Few towns qualify as quirky, cute, charming, boring and elitist.
But walk around town, or go anywhere in Northern California, and these are the words people use to describe the city of Davis.
The town is quirky because of the uncommon laws, such as the noise ordinance that has resulted in citations for snoring too loudly. It’s charming because of the tree-lined avenues of Downtown Davis. It’s boring, because, well, it’s a small town. And it’s elitist because its residents are some of the most well-educated in the country.
More than anything, though, Davis is what it is because it’s a college town, one of the few remaining in California. The character of the town has been heavily influenced by its association with the university, and it has grown and developed just as the campus has.
One of the most defining characteristics of Davis is community involvement.
Earlier this year, when dozens of school teachers and librarians were told they may lose their jobs due to budget cuts, parents rallied together and raised money to prevent the layoffs.
“This community has a long history of supporting its children and its schools,” said Davis Joint Unified School District trustee Tim Taylor. “Anything else would have been a surprise.”
Trustee Susan Lovenburg said education is a strongly held community value.
“This is a community that values education, but I am always gratified when people are prepared to personally sacrifice for that which they hold dear,” Lovenburg said in an email.
The community involvement goes beyond just supporting education, though. City Council meetings frequently have large audiences, and sometimes the line of citizens who wish to speak is so large that meetings stretch past midnight.
An example of an issue discussed in City Council meetings is Measure J, a law that requires a vote of the citizens before any new development can be built on the agricultural land surrounding the city.
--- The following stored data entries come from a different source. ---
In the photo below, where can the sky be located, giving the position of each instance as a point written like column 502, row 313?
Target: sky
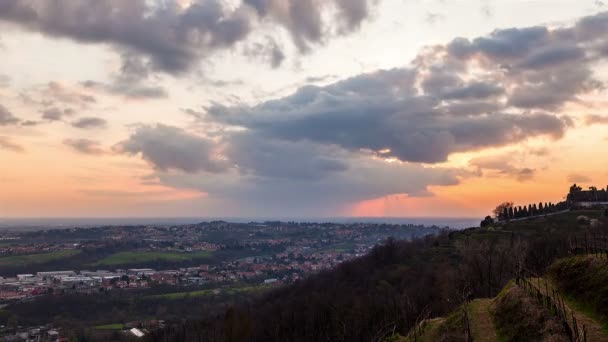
column 298, row 108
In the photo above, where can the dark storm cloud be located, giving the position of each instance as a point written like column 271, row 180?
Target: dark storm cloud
column 56, row 114
column 170, row 148
column 89, row 122
column 365, row 179
column 127, row 89
column 84, row 146
column 6, row 117
column 502, row 164
column 594, row 119
column 475, row 90
column 546, row 67
column 279, row 159
column 366, row 136
column 173, row 38
column 578, row 178
column 133, row 81
column 7, row 144
column 5, row 81
column 384, row 111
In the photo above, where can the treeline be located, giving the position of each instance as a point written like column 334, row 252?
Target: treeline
column 510, row 211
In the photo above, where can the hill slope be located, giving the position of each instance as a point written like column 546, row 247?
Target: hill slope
column 387, row 291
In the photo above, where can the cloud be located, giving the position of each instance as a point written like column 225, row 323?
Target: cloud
column 364, row 178
column 384, row 111
column 173, row 37
column 54, row 94
column 6, row 117
column 89, row 122
column 269, row 51
column 385, row 132
column 275, row 176
column 578, row 178
column 7, row 144
column 134, row 81
column 84, row 146
column 594, row 119
column 504, row 166
column 170, row 148
column 5, row 81
column 56, row 114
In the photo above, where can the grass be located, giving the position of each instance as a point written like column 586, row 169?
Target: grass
column 126, row 258
column 482, row 325
column 34, row 259
column 519, row 317
column 116, row 326
column 202, row 293
column 584, row 282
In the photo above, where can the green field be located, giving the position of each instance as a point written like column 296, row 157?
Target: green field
column 126, row 258
column 201, row 293
column 117, row 326
column 33, row 259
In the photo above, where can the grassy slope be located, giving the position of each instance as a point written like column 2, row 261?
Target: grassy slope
column 126, row 258
column 482, row 324
column 584, row 282
column 519, row 317
column 32, row 259
column 200, row 293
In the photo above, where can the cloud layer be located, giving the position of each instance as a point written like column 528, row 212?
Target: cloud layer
column 173, row 37
column 378, row 134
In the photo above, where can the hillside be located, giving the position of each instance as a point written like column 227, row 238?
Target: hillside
column 389, row 291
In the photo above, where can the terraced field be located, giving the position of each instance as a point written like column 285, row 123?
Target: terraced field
column 126, row 258
column 35, row 259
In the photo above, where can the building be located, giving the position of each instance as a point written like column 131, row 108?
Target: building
column 56, row 274
column 593, row 196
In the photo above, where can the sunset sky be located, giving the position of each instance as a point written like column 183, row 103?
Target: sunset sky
column 298, row 108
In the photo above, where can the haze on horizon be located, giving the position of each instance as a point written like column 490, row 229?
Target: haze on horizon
column 298, row 108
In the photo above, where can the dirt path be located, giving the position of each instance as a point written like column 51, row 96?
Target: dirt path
column 482, row 326
column 594, row 329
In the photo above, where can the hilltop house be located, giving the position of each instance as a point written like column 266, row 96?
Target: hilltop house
column 585, row 198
At a City Council candidates’ forum earlier this year, all six candidates expressed support for the concept behind the law.
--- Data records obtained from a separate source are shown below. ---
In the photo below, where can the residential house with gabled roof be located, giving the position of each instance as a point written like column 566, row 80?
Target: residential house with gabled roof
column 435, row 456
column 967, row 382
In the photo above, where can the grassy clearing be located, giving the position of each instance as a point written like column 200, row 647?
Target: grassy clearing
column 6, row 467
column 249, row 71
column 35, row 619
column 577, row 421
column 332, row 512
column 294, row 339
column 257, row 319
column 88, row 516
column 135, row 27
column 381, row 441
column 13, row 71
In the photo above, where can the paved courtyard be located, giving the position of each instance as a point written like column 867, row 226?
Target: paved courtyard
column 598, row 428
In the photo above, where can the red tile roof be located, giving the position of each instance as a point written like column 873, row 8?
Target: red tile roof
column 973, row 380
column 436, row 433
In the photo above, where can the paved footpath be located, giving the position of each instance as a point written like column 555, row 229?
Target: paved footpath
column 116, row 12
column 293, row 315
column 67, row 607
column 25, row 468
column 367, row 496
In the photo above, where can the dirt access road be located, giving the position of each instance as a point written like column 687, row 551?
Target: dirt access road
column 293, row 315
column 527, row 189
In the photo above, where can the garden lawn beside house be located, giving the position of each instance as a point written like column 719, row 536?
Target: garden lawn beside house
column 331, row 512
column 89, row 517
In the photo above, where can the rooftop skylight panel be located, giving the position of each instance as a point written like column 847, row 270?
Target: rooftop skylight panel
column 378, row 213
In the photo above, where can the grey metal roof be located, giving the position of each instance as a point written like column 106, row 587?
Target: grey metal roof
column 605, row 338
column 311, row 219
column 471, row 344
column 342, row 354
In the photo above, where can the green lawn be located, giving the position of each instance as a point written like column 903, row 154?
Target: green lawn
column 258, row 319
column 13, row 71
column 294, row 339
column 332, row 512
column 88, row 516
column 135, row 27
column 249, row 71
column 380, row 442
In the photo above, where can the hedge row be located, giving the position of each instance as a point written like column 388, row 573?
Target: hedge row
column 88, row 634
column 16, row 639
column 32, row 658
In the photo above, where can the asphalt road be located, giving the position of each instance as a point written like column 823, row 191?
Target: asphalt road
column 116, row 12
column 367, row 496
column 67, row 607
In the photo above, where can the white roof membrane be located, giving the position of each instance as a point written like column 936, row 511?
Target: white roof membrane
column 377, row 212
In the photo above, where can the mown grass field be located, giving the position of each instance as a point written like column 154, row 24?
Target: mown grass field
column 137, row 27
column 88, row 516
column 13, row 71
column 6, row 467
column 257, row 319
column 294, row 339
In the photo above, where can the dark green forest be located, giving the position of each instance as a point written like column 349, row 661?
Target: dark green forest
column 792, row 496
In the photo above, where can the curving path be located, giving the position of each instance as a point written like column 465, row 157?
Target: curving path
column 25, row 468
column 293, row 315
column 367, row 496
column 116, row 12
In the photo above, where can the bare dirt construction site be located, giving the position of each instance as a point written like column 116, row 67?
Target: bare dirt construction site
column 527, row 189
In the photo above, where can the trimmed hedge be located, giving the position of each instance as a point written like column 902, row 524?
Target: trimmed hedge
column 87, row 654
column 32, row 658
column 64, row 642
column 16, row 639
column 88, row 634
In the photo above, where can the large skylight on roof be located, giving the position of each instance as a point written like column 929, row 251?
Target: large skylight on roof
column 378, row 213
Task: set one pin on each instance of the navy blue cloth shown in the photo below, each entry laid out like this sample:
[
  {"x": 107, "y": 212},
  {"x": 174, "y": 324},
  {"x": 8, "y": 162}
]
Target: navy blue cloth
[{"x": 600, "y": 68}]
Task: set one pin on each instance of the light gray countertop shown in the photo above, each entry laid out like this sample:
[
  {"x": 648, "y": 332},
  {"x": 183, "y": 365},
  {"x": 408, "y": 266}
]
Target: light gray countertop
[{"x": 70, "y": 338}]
“We need to protect the people’s right to determine the future of our city,” said candidate Cecilia Escamilla-Greenwald at the forum.
Measure J also reflects the environmentalism that plays a role in many of the decision the city and community make. City Council meetings frequently include long discussions about how to make the city greener, and the city has even created a Climate Action Team to help determine how to reduce emissions across the city.
City councilmembers Stephen Souza and Sue Greenwald have been staunch advocates of expanding the use of solar energy in new homes and in power plants.
“The time is now ripe to continue to expand solar production,” Greenwald said at a council meeting in April.
Of course, students make up a large part of the town’s inhabitants. With a city population of just over 60,000 and a student population at UC Davis of just over 30,000, it’s not difficult to see the impact students have on the community.
In acknowledgment of this relationship, the city has several commissions with student members, such as the City-UCD Student Liaison Commission and the Unitrans Advisory Committee.
As UC Davis prepares to celebrate 100 years of service, the character of the town and the university will be in the spotlight as businesses, government leaders, and community members celebrate the contributions of the university to the community as a whole.